Source : fraysse.net
They also had an expression called  « travailler comme un nègre » which is used to decsribe someone who overworksand is badly paid, someone who is exploited. It is also used to describe exploitation of one's self, overworking and not taking a break.
Source : telegraph.co.uk
A French perfume maker Jean-Paul Guerlain was convicted and fined €6,000 in March 2012 for using this expression on national television.

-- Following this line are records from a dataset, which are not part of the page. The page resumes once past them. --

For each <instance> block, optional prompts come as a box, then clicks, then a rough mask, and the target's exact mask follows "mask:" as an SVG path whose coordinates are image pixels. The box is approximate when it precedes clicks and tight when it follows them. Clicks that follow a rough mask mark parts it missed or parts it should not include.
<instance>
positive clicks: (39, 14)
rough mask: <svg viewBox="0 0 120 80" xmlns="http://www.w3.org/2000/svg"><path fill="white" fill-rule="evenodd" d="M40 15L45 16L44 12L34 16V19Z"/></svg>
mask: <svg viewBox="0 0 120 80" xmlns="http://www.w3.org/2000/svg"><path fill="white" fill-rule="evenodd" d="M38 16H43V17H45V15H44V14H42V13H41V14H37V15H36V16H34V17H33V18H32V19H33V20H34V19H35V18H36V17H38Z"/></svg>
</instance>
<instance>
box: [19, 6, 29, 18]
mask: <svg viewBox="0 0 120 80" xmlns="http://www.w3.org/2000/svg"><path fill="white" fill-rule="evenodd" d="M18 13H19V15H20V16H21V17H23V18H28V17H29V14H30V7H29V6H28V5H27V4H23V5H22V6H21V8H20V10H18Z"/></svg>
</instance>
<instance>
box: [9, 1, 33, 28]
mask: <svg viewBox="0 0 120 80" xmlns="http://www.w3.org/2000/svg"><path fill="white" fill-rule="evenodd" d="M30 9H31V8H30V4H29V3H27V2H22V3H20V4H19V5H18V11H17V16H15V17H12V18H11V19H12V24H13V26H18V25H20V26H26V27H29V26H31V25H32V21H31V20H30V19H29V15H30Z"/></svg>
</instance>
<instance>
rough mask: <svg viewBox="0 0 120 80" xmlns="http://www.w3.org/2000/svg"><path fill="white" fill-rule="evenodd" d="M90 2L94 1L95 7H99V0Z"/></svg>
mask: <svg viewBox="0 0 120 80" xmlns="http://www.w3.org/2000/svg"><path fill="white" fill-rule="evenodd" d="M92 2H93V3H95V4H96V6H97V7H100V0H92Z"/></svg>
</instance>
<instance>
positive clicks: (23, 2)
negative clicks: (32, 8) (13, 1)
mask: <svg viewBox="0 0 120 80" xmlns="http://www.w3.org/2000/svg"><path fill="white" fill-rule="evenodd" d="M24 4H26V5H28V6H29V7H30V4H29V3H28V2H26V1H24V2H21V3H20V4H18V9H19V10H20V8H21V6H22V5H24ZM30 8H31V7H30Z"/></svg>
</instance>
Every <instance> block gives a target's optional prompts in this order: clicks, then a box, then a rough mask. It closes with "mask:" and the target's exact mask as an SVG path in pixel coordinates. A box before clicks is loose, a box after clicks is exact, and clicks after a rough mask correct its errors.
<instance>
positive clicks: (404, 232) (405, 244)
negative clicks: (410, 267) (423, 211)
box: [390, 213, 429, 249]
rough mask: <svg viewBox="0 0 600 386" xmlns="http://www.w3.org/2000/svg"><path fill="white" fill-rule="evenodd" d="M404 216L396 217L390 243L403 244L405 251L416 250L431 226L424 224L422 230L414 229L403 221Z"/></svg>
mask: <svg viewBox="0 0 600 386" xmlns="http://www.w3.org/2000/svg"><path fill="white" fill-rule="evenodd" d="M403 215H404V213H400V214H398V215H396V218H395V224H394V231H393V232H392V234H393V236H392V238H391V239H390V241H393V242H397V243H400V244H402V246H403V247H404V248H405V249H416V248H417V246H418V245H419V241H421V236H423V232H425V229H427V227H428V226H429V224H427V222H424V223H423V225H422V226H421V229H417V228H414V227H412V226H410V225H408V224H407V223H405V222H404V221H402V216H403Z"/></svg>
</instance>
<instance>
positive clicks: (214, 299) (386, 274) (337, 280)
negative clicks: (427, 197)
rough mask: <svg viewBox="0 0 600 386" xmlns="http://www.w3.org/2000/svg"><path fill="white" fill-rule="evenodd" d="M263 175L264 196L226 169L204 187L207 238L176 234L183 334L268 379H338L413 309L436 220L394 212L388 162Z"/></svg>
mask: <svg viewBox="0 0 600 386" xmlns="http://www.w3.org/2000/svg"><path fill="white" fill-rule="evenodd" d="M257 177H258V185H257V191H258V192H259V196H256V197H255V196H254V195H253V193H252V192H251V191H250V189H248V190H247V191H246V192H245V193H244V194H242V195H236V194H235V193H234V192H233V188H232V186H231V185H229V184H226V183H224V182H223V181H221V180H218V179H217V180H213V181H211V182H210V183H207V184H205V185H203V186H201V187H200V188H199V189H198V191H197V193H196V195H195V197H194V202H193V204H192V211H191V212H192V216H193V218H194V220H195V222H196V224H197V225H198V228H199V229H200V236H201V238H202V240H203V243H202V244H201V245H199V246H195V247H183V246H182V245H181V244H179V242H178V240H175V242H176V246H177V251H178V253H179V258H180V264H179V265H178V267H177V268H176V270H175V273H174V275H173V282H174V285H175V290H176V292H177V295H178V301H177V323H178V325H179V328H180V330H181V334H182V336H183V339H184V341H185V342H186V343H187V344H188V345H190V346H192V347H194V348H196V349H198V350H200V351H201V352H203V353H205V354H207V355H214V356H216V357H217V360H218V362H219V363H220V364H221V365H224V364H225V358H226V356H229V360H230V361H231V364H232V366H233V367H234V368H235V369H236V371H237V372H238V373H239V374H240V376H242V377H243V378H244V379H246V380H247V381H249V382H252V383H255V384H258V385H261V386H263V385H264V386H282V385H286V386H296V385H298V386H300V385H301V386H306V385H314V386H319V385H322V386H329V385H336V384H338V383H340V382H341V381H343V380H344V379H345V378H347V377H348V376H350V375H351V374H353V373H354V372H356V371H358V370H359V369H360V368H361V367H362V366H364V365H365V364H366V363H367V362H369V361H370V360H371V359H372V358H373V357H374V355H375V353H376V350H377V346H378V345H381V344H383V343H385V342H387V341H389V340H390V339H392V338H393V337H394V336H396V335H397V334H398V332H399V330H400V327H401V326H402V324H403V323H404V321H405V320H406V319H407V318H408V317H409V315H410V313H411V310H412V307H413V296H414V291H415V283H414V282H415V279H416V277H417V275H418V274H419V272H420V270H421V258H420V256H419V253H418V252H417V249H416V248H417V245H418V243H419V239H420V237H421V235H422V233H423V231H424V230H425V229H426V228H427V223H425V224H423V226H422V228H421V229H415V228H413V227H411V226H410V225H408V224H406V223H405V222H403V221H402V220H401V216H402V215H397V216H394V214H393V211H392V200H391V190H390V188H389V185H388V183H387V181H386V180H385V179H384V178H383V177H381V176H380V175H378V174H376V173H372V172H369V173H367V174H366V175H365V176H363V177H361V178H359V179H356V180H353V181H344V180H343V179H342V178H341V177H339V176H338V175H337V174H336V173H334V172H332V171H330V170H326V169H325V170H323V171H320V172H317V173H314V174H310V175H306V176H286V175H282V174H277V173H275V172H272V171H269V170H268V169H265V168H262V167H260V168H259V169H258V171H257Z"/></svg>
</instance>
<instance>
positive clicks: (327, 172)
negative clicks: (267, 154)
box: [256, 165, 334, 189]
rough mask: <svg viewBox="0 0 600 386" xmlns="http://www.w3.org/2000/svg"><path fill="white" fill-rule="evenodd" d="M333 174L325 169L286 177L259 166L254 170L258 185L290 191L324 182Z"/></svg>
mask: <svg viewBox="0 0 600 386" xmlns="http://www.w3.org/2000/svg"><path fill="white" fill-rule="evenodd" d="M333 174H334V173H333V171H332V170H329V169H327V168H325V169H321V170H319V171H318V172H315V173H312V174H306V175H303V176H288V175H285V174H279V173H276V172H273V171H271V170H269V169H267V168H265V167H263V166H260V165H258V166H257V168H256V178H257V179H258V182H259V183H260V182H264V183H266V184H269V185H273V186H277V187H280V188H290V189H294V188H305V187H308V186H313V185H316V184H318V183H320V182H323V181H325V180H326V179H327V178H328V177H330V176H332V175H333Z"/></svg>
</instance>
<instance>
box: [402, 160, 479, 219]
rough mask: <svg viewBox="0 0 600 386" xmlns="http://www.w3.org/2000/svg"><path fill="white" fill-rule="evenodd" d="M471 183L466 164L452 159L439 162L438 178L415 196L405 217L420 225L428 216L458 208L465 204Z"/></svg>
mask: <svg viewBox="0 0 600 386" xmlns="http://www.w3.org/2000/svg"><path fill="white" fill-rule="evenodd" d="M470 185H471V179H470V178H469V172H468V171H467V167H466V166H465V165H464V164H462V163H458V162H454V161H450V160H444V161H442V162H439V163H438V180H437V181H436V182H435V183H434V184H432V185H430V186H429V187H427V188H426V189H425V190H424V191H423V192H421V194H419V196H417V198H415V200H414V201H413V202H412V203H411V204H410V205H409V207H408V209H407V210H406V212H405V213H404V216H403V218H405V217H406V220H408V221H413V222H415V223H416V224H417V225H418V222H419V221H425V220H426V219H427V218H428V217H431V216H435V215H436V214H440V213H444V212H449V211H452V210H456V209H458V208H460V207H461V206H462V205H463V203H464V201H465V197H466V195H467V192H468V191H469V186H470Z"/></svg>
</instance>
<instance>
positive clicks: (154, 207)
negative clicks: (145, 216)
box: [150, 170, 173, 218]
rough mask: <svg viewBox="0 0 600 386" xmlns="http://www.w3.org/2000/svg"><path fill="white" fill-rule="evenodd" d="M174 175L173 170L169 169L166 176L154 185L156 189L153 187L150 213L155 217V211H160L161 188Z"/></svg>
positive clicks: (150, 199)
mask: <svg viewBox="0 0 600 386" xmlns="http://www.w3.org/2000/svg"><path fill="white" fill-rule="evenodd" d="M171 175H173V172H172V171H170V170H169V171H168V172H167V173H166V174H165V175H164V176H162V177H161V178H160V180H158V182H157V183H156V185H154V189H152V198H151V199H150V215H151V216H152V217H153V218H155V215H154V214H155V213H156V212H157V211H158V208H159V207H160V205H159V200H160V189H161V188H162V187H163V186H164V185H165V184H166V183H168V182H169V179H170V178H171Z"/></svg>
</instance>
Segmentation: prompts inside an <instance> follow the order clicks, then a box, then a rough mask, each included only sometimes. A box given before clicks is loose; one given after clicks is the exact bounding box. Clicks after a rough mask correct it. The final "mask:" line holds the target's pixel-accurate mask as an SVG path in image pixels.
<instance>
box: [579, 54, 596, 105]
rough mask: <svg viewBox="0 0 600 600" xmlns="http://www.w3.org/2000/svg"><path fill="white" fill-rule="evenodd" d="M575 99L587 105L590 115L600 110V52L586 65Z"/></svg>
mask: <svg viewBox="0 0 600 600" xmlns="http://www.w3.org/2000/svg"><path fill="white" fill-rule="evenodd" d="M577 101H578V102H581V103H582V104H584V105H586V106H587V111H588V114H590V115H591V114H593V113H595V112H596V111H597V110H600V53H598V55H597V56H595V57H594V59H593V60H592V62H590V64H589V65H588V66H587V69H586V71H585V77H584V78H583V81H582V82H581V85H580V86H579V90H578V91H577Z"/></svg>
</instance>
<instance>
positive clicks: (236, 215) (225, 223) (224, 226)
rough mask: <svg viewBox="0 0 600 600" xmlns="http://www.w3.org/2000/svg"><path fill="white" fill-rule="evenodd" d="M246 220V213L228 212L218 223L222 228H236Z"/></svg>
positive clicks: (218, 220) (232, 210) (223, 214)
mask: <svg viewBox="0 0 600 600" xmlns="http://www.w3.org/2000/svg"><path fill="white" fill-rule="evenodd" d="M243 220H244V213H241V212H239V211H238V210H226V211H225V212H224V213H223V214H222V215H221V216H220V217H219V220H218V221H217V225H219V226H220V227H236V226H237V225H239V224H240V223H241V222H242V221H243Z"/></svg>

During a TV interview in October 2010 on France-2 television, Guerlain, an heir to his family’s cosmetics empire, was asked to explain how he worked to create Samsara, one of the company’s most famous fragrance.
« Pour une fois, je me suis mis à travailler comme un nègre. Je ne sais pas si les nègres ont toujours tellement travaillé, mais enfin... » 
« And for once, I started working like a negro. I don’t know if negroes ever worked that hard, but anyway... »
This provoked anger amongst French black community who called for a boycott of all Guerlain products.

Guerlain apoloogised to blacks during the trial saying he deeply regrets his words and that he is anything but racist. He explained that the first part of his phrase was an expression he heard often while growing up (he was born on the 9th of january 1937), while the second part was an idiocy on my part as he was only trying to make the interviewer laugh. He also added it was through black US soldiers in France at the end of World War II that he discovered chewing gum and Coca Cola. 

Today in France, it's politically incorrrect to use any of these old names or the word « nègre » itself.